Research and my clinical experience suggest that what is needed for clients to work through chronic shame is for them to experience solid, stable, caring relationships, including the therapeutic relationship, where they can feel the pluck of the dysregulating shame and share it with another person, have it witnessed, and, against all expectations in their emotional being, have them not be judged or criticized, but witnessed and cared for. This deeply relational process, both within, and outside of therapy, creates opportunities for corrective emotional experiences that begin to unwind the chronic shame, both cognitively for the client, as they begin to develop a fuller relationship with this process that resides in them, and within their neurophysiology. Donald Kalsched (2013) sums this process best: “what has been broken relationally must be repaired relationally. This calls for affectively focused treatment” (p. 13, Italics in original). Processing chronic shame is long term work, and requires nuance and care to weave between the disintegrating, near automatic responses of the shame state, and the need to provide an attuned, caring presence: Over time “the therapist provides an emotional re-education and remediates a developmental void” (Maroda, 2009, p.20). Additionally, it is critical that the intense affect be modulated so that dissociation can be limited and the client can maintain connection to their adult witness within the present moment, as the healing of trauma can only happen in the here and now.

It is my hope that as clinicians, we can attune to this debilitating dynamic in our clients that is often overlooked or misinterpreted, but is actually hiding in plain sight.

Is your interest piqued?
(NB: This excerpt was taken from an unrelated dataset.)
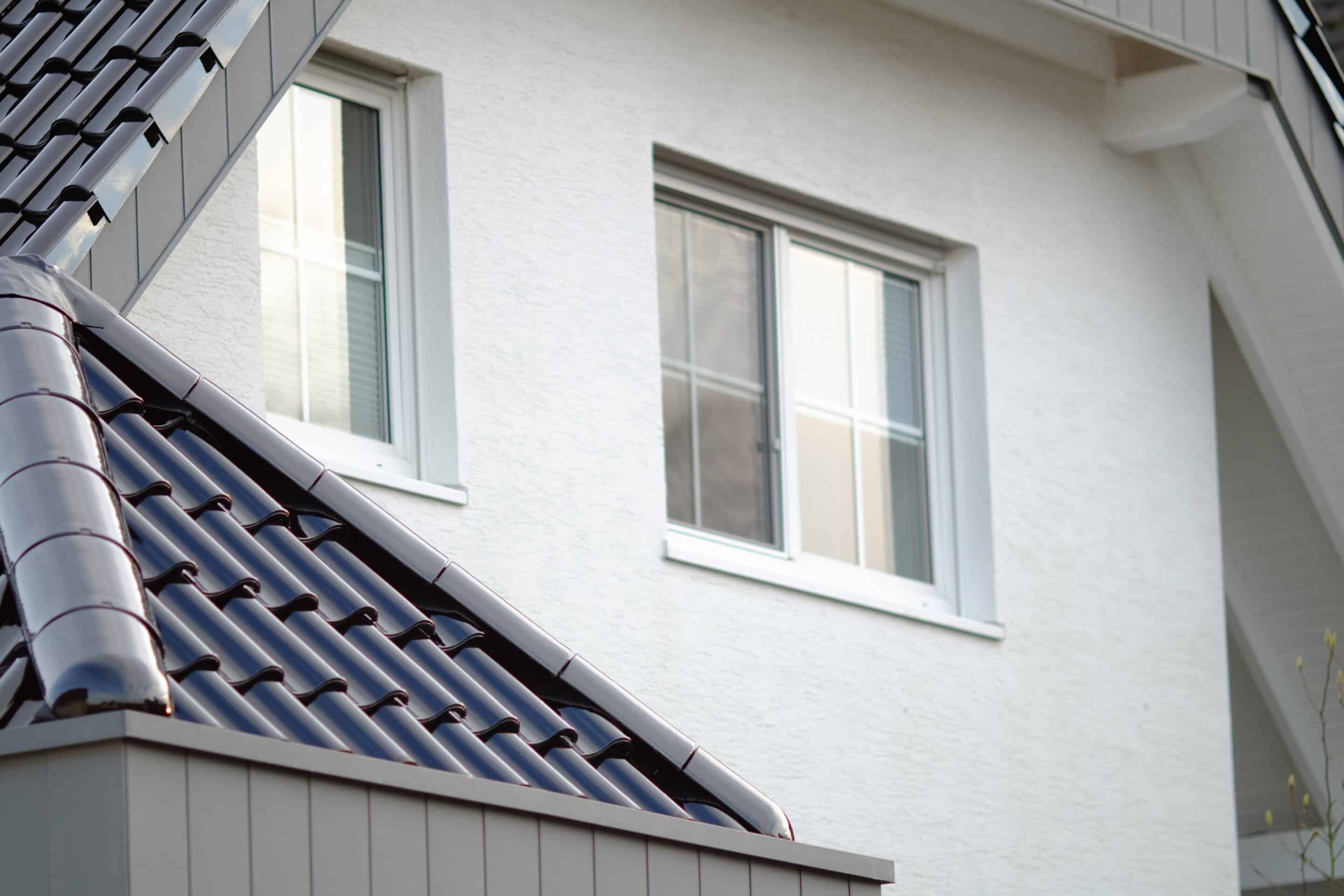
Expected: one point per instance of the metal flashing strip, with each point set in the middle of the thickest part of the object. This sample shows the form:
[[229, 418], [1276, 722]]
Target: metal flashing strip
[[303, 759]]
Check out my workshop on chronic shame.

References

Bowlby, J. (1973). Attachment and Loss, Vol. 2: Separation, Anxiety, and Anger. London: Penguin Books.

Chefetz, R. Catastrophic Shame and the Reorganization of Self, retrieved online Nov 4, 2018- http://csar.nyc/catastrophic-shame-and-the-reorganization-of-self/

DeYoung, P. (2015). Understanding and treating chronic shame: A relational/neurobiological approach. New York: Routledge.

Dorahy, M. (2015). Shame and Dissociation in Complex Trauma Disorders Webinar.

Hill, D. (2015). Affect regulation theory: A clinical model. New York: Norton.

Kalsched, D. (2013). Trauma and the Soul: A psycho-spiritual approach to human development and its interruption. New York: Routledge.

Kaufman, G. (1989). The psychology of shame: theory and treatment of shame-based syndromes- 2nd edition. New York: Springer.

Maroda, K. (2009). Less is more: An argument for the judicious use of self-disclosure. In Bloomgarden, A. and Mennuti, R. B., (Eds.) Psychotherapist Revealed: Therapists Speak About Self-Disclosure in Psychotherapy. New York: Routledge, p. 17 – 30.

Schore, A. (2014). The right brain dominant in psychotherapy. Psychotherapy. 51 (3): p. 388-397.

Schore, A. (2017). All our sons: The developmental neurobiology and neuroendocrinology of boys at risk. Infant Mental Health Journal. 38(1): p.15-52

Siegel, D. (2010). Mindsight: The New Science of Personal Transformation. New York. Bantam.